Andy Hudson, the FA’s performance support manager for the women’s professional game, says enhancing understanding of women’s health across the game had “become increasingly urgent”.

Hudson added: “[This will] help to support the development of women’s professional footballers so that they develop not just as footballers but as people as well. That’s the really critical point for us, that’s inspiring, that we can potentially have a meaningful impact on the lives of those who are involved in the women’s game.

‘Things considered innovative will become normal’

“The FA and the league have done some of the heavy-lifting in this, so we’ve reduced the burden on the clubs by resourcing this, by investing in it, and making sure there is the associated level of practical support and associated expertise. The broad intention for this is to allow a rising tide to raise all ships, and so that things that were considered innovative will, down the line, be considered normal.”

Dr Ross is determined to plug the knowledge gap when it comes to female athletes understanding their bodies. She added: “I can’t stress enough how pioneering this project is. This is really pushing the boundaries of saying, ‘This a non-negotiable. If we’re going to support women in sport really well, this is what we have to do’.

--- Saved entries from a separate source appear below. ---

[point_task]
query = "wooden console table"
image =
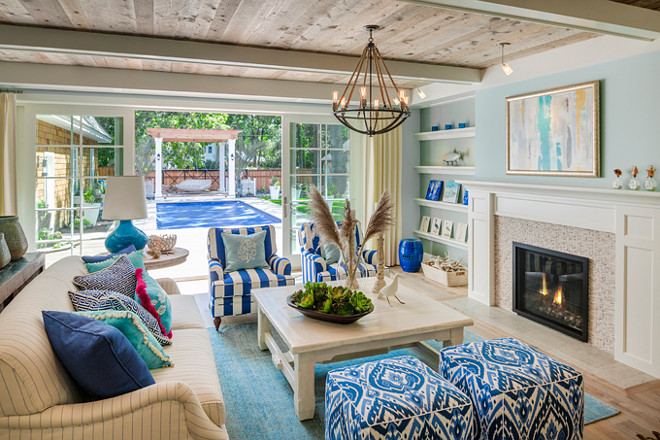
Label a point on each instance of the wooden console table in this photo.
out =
(17, 274)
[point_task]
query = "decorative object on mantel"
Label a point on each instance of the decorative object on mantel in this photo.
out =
(546, 138)
(344, 235)
(125, 200)
(5, 255)
(650, 184)
(333, 304)
(380, 267)
(617, 183)
(390, 290)
(445, 271)
(14, 236)
(634, 182)
(411, 253)
(155, 246)
(452, 190)
(376, 111)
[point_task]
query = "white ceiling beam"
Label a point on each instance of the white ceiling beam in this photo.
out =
(29, 38)
(599, 16)
(98, 79)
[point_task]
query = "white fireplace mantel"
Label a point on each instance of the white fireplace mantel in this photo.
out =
(634, 218)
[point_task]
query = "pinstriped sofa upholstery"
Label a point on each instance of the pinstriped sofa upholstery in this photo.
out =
(314, 267)
(39, 400)
(230, 292)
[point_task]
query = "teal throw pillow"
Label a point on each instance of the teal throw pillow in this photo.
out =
(118, 277)
(137, 334)
(245, 251)
(159, 300)
(94, 300)
(331, 253)
(136, 258)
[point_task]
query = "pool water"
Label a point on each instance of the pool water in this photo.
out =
(210, 215)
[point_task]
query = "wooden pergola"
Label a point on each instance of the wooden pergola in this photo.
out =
(197, 135)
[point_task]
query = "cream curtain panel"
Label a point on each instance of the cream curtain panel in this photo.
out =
(8, 191)
(383, 157)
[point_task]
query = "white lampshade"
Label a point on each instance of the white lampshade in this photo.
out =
(125, 198)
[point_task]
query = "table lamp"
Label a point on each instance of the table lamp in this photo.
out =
(125, 200)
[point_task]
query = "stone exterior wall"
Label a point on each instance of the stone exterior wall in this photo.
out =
(598, 247)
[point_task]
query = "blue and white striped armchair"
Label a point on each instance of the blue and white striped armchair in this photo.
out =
(314, 267)
(230, 292)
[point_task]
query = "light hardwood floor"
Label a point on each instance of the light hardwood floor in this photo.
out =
(639, 404)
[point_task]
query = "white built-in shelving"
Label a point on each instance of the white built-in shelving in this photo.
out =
(455, 133)
(441, 205)
(444, 240)
(445, 169)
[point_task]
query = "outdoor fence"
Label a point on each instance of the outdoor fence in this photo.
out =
(262, 177)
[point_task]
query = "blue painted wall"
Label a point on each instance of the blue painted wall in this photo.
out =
(629, 110)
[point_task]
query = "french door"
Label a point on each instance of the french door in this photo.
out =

“That data we got was mirrored in a big project done by the Government across all women across the UK, and its conclusion was that women, at every life stage, are ‘woefully uneducated’ about their bodies. Now these women are going to be much more empowered to make important decisions about their bodies. We should be expecting better body literacy for all women and all of these things hopefully help to shift the needle on that.

“An athlete who is happier, more comfortable, who feels supported and who feels like they belong, is going to play better. But I always boil it down to athlete availability. Whether it’s menstrual cycle symptoms, whether it’s not having the right sports bra, whether it’s not fuelling well, we know it affects the quality or quantity of training a player can do.

“So when it comes to performance, that’s not a marginal gain, that’s a no-brainer and it’s a huge opportunity.”

England head coach Sarina Wiegman hailed the move as “another step in the right direction”, adding: “It’s really good. It’s also very necessary. It has been said all the time, there needs to be more research about women in sport and more support too. And this is another step in the right direction in that case.

“We have to keep going and keep doing research, which will take time with the outcomes of course, but keep supporting it too to make it the best for women’s sport and keep growing the game.”

England and Barcelona midfielder Keira Walsh, joining Wiegman at England’s pre-match press conference in Marbella on Monday ahead of Tuesday’s friendly for the Lionesses against Italy, added: “It’s really important and I think, because I play in the Spanish league now, seeing where the FA and the WSL is going and kind of being at the forefront and leading on that it’s really nice to see. Ultimately, I think that the support the FA are showing for women’s athletes is really good and hopefully it will continue that way.”